También me acuerdo como pensaba en ese entonces y cómo me prometí no perderte y cómo te vi alejarte sin salir de la parálisis. Recuerdo con nostalgia aquella noche de serenata en la que junto a mis dos amigos cantamos tus canciones favoritas al son de nuestras guitarras. Recuerdo como bajaste las gradas, aun húmedas de la lluvia de aquella tarde, en tus pantuflas gigantes y tu pantalón de gimnasio. Recuerdo el beso que te di y como en ese momento supimos que íbamos a estar juntos por siempre. Recuerdo tu mirada ese día en mis brazos, como quien dice “te estaba esperando”
Recuerdo como cambiaste mi mundo y como empecé a seguir mis sueños como si nunca antes alguien hubiera querido quitármelos y el deseo de vida y pasión que sembraste en mi me seguirán a lo largo de mi vida.

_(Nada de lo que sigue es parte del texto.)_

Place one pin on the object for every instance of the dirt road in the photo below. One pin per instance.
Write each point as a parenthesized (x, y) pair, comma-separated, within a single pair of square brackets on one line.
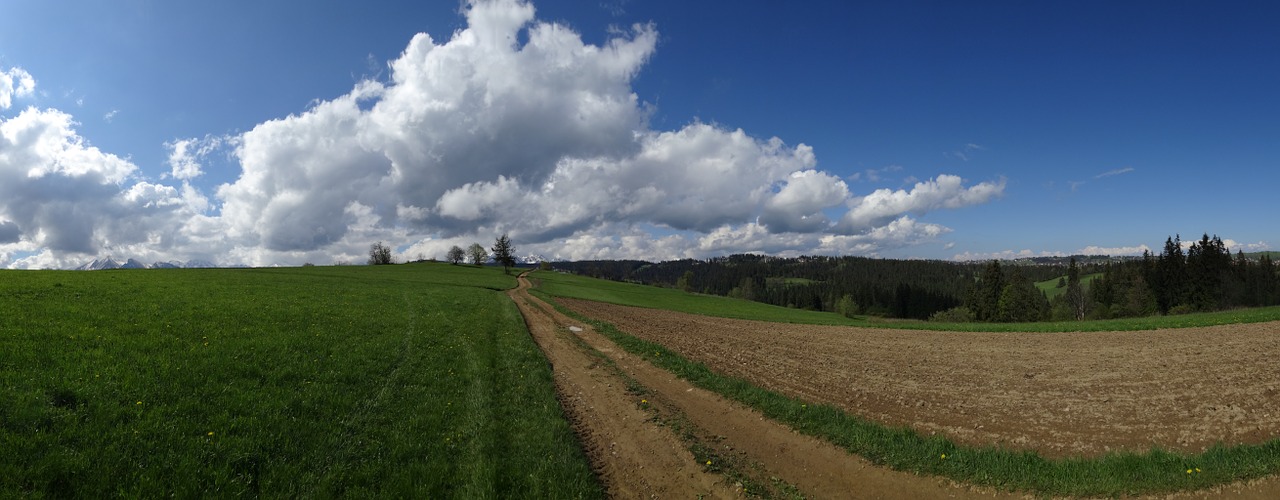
[(636, 457), (1059, 394)]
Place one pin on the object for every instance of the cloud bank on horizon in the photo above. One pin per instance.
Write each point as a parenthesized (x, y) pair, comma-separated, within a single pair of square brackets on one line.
[(511, 125)]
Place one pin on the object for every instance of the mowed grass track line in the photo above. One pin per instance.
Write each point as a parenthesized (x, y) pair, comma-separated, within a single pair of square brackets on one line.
[(414, 380), (664, 298)]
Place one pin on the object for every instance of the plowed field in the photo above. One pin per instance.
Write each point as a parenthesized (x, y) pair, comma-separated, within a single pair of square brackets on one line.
[(1060, 394)]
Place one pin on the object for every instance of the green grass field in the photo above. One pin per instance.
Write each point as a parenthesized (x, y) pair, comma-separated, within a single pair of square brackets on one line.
[(664, 298), (1112, 475), (1051, 290), (410, 381)]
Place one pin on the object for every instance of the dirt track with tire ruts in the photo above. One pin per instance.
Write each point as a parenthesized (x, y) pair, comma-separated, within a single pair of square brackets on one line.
[(636, 457), (1060, 394)]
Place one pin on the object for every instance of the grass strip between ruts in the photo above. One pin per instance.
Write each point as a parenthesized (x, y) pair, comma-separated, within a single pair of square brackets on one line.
[(904, 449)]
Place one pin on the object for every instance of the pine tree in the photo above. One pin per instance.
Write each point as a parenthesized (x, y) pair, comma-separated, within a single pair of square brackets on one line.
[(984, 299), (456, 255), (1075, 290), (478, 253), (504, 253)]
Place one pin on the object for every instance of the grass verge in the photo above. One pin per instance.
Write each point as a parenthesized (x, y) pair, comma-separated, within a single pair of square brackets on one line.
[(663, 298), (412, 381), (904, 449)]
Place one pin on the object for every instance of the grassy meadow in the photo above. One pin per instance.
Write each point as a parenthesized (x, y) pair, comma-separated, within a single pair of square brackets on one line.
[(412, 381), (560, 284)]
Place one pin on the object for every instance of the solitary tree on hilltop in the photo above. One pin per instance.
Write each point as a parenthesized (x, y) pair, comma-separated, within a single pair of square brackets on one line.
[(456, 255), (504, 253), (478, 253), (379, 255)]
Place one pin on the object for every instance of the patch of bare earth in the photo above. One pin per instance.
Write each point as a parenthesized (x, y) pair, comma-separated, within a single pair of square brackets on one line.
[(639, 458), (1059, 394)]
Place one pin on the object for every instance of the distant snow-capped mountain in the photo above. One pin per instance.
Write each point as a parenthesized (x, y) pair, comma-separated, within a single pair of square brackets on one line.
[(108, 262), (99, 264)]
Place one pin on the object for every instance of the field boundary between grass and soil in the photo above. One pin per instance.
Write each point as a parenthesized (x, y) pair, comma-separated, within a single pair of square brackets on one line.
[(671, 299), (1115, 473)]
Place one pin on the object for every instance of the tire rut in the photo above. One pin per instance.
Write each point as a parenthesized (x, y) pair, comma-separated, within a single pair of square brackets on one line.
[(638, 458)]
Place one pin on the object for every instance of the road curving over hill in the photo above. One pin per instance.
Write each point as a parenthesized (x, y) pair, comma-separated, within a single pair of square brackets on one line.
[(638, 457)]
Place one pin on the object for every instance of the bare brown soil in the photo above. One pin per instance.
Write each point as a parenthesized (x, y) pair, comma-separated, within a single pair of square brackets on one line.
[(636, 457), (1059, 394)]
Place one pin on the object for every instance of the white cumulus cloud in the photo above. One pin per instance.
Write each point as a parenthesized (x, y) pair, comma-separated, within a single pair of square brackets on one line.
[(944, 192), (511, 124), (14, 82)]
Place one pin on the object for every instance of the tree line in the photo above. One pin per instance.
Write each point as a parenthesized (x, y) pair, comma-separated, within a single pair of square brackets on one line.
[(1203, 278), (849, 285), (503, 253)]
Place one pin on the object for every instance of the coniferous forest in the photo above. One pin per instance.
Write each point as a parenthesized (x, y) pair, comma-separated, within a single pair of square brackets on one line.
[(1205, 276)]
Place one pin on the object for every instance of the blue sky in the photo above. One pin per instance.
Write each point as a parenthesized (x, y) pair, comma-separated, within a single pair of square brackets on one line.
[(288, 132)]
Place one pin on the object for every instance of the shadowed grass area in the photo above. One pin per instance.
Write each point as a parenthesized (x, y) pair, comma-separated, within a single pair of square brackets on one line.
[(663, 298), (414, 381), (1112, 475)]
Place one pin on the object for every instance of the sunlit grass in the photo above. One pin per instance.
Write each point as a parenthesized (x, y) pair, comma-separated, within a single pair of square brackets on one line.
[(412, 381)]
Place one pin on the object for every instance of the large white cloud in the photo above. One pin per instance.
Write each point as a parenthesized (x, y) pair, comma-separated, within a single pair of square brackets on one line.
[(945, 192), (512, 124), (64, 201)]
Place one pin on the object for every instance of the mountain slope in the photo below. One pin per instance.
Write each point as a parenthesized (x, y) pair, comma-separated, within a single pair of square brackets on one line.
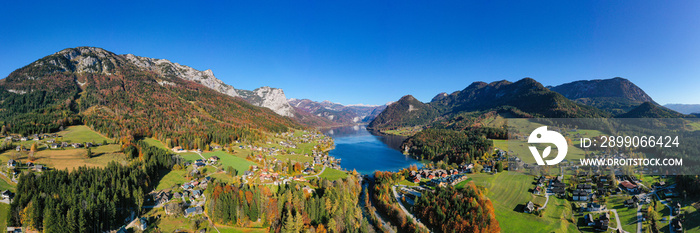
[(408, 111), (616, 95), (338, 113), (169, 69), (526, 98), (118, 96), (272, 98), (684, 108), (651, 110)]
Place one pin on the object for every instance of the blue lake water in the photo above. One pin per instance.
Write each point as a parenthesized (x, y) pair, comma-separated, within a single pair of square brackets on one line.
[(366, 153)]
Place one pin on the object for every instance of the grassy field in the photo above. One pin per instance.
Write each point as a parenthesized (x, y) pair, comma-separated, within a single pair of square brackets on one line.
[(155, 142), (4, 212), (171, 178), (692, 222), (72, 158), (509, 193), (190, 156), (81, 133), (223, 177), (333, 174), (628, 216), (4, 186), (297, 158), (230, 229), (226, 159)]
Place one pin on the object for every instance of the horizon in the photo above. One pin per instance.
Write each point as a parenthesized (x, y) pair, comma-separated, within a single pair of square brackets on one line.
[(375, 53)]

Siempre serás una de las razones para despertarme cada día y tomar al toro rabiante por los cuernos y así valientemente afrontar lo que se me ponga en frente.
Aunque recuerdo luego, que no soy ninguna clase de pintor y lo que pasó en mis recuerdos, por alguna razón nunca lo hizo, que tu vida siguió luego de mí sin inmutarse y que el pincel de mi familia yace seco y quebradizo sobre la mesa.